Des véhicules sont stationnés devant un édifice.

Le CLSC Saint-Rédempteur est la seule clinique à offrir des dépistages d'ITSS dans le réseau du CISSS de l’Outaouais.

Photo : Radio-Canada

Radio-Canada

Des intervenants en santé de l’Outaouais dénoncent l’accès difficile aux tests de dépistage des infections transmissibles sexuellement et par le sang (ITSS). Une seule clinique dans le réseau de santé offre le dépistage dans toute la région, et le temps d'attente pour passer les examens et obtenir les résultats est long.

Le CLSC Saint-Rédempteur, situé dans le Vieux-Hull, est la seule clinique affiliée au Centre intégré de santé et de services sociaux (CISSS) de l’Outaouais à offrir des dépistages d'ITSS.

Seulement une quinzaine de patients peuvent s'y présenter par jour, deux jours par semaine. C’est peu de places, mais c’est surtout difficile pour les gens qui sont parfois instables dans la vie, souligne Annie Castonguay, directrice adjointe du Bureau régional d’action sida (BRAS) Outaouais.

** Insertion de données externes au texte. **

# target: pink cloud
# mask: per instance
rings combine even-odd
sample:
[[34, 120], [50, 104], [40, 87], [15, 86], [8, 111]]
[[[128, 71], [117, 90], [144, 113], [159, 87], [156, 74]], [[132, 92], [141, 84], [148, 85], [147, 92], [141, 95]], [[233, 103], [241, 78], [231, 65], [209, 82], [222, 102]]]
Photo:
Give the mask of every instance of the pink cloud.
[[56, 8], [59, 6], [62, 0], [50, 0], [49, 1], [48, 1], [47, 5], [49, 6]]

On souhaite avoir un médecin qui est ouvert à le faire — si on a un médecin de famille. On souhaite avoir un horaire flexible de travail pour pouvoir s’absenter.

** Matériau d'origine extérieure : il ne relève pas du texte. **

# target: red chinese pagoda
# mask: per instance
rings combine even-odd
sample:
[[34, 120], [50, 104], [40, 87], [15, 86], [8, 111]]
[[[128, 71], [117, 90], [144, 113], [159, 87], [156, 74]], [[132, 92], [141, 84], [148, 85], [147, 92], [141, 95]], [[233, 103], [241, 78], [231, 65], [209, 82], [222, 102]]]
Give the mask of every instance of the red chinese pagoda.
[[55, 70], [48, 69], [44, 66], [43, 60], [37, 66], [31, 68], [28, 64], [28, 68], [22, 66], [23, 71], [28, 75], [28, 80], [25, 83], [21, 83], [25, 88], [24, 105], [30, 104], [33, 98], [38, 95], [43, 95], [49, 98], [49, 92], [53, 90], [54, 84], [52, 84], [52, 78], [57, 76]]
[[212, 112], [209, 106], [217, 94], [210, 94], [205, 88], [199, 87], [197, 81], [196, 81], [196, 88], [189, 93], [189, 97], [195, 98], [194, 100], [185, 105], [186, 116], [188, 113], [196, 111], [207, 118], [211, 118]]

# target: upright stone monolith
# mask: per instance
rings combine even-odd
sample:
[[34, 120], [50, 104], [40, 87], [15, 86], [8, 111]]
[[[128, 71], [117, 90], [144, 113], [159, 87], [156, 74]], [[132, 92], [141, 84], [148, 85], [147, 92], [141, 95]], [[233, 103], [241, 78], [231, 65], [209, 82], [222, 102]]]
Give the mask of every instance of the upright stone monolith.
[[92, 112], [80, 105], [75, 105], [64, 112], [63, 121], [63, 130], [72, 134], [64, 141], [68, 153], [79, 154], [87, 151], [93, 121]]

Annie Castonguay, directrice adjointe du BRAS Outaouais

De plus, les patients doivent attendre quatre semaines pour obtenir les résultats. C’est deux fois plus long que les délais dans les laboratoires en Ontario.

Pourtant, le gouvernement du Québec recommande un test de dépistage, notamment lors de relations sexuelles sans préservatifs ou lors de l'arrêt de l'utilisation de préservatifs pour les couples stables.

On ne demande pas du sept jours par semaine, loin de là. Mais si on pouvait au moins ajouter une ou deux journées — et une de ces journées-là pourrait se faire en dehors du CLSC, propose Mme Castonguay.

Les ITSS en forte hausse

Entre 2010 et 2015, le nombre de cas déclarés de certaines ITSS a fortement augmenté au Québec. Les cas déclarés de chlamydia ont ainsi bondi de 4 %, ceux de gonorrhée de 90 % et ceux de syphilis de 34 %, selon le ministère de la Santé et des Services sociaux.

Les résidents de l'Outaouais peuvent se tourner vers des cliniques privées. Certaines refilent la facture aux clients — qui peut totaliser de 150 $ à 210 $.

D’autres offrent le service gratuitement avec la carte de la Régie de l’assurance maladie du Québec (RAMQ). Mais les patients doivent, là aussi, composer avec les quatre semaines d’attente pour l’analyse des échantillons dans les laboratoires du CISSS de l’Outaouais.

Le CISSS de l’Outaouais a décliné notre demande d'entrevue.